Adriano Machado/CrusoéAdriano Machado/CrusoéRaquel Dodge: pressionada entre o dever e as mesuras da corte
Os caminhos iluminados que se abrem para a Lava Toga incluem ainda uma frente na qual os procuradores estão bastante empenhados. É a investigação em torno da Fecomércio-Rio e de seu antigo comandante, Orlando Diniz. Como Crusoé já mostrou, Diniz manifestou intenção de fazer delação. Mas, ao menos até agora, ele não disse tudo o que sabe. A negociação prossegue. O acordo só sairá se Diniz topar revelar histórias sobre setores que, aparentemente, ele ainda tenta proteger. Em paralelo, porém, os investigadores têm a opção de seguir o caminho do dinheiro.
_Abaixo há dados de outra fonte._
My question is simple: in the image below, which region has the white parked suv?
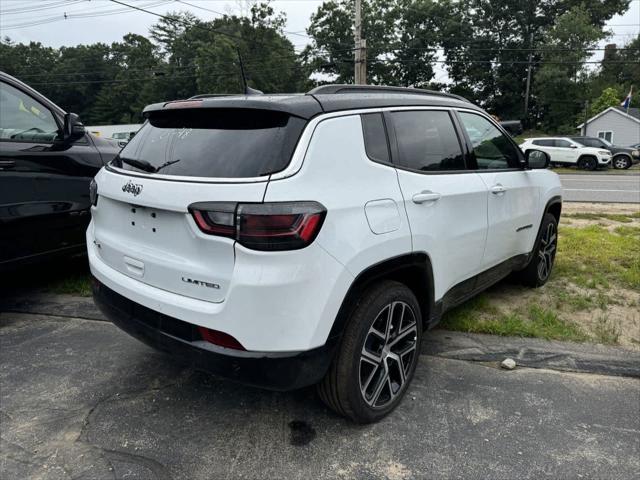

À frente da Fecomércio, Orlando Diniz gastou pelo menos 118 milhões de reais com advogados.

Entre os destinatários dos pagamentos, que eram registrados em sistemas próprios para evitar a curiosidade de olhos enxeridos, está o jovem Eduardo Martins, filho do ministro Humberto Martins, também do STJ. Martins, como é sabido, recebeu cerca de 13 milhões de reais. Outro escritório que faturou alto com a Fecomércio foi o do advogado paulista Roberto Teixeira, que se gabava de ter bom trânsito nos tribunais superiores de Brasília no auge dos governos do compadre Luiz Inácio Lula da Silva: foram pelo menos 38 milhões. Esses pagamentos, vale dizer, a Lava Jato já conhece e estão documentados e provados. A dúvida que se quer tirar, agora, é se eles se referiam apenas a serviços jurídicos.
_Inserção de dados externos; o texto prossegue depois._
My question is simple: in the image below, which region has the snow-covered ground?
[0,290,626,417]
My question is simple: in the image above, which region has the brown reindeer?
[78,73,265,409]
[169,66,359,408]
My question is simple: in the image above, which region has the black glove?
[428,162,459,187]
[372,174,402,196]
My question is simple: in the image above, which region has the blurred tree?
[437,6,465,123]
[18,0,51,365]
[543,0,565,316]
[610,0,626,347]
Se a Lava Jato implodiu o Congresso e colocou na prisão o presidente da República mais popular da história do país, não se pode dizer o mesmo de juízes e ministros de tribunais. O Judiciário, até aqui, tem se mostrado um tabu para a operação. Com as janelas de oportunidade disponíveis, os investigadores parecem estar diante de uma chance inédita de avançar. A situação coloca sob holofotes (e sob pressão) uma figura fundamental nesse processo: a procuradora-geral Raquel Dodge. Escolhida para o posto por Michel Temer após ficar em segundo lugar na lista tríplice, ela adotou uma postura discreta e cautelosa no cargo. Dodge tornou-se uma espécie de antítese de Rodrigo Janot, seu antecessor. Com Janot, a PGR fechou muitos acordos de delação (vários deles criticados, é verdade) e deu um novo patamar para a área criminal do Ministério Público. A postura causou reações dentro do próprio MP. Uma consequência clara disso foi justamente o fato de Dodge, desde sempre conhecida por ter um estilo bem diferente, conseguir votos suficientes dos colegas para entrar na lista. Ela está no comando da PGR há cerca de 17 meses e, de fato, não repetiu as grandes operações do antecessor.
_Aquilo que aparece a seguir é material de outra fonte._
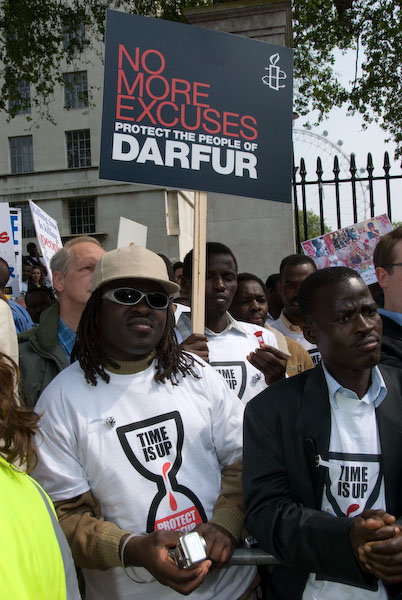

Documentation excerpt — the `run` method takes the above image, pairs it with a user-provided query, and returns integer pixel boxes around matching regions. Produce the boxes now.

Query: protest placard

Nos bastidores, os aliados da procuradora sempre sustentaram que, sob o seu comando, as delações premiadas passariam a ser submetidas a um rigor maior. Para ser aceitas, teriam de ser mais robustas e conter provas cabais. O acordo dos executivos da OAS dirá se essa promessa se cumpriu. E, ao mesmo tempo, revelará o tamanho da disposição de Dodge para comprar brigas com integrantes dos tribunais superiores – com os quais a convivência nos salões de Brasília costuma ser harmoniosa, o que quase sempre funciona como uma pedra no caminho de investigações dessa natureza.

Nesta semana, chegou à mesa da procuradora-geral mais uma situação desafiadora e que também guarda relação com os melindres das altas rodas. A força-tarefa da Lava Jato no Paraná pediu que ela aponte a suspeição de Gilmar Mendes nos casos envolvendo Paulo Vieira de Souza, o Paulo Preto, acusado de ser o operador de propinas do PSDB. O pedido tem por base mensagens interceptadas que mostraram que o ex-chanceler Aloysio Nunes Ferreira, defendido pelo mesmo advogado de Paulo Preto e também investigado, fez contatos em fevereiro com o gabinete de Gilmar para tratar de um processo de interesse do operador. Detalhe: o ministro do Supremo foi um dos principais apoiadores da campanha de Dodge para ser nomeada por Temer para a cadeira de procuradora-geral. Ainda não se sabe o que ela fará no caso. Disso tudo, uma coisa é certa: embora as condições estejam dadas, é preciso ter coragem para vencer o tabu reinante em Brasília. A República pede, mas nem sempre é ouvida.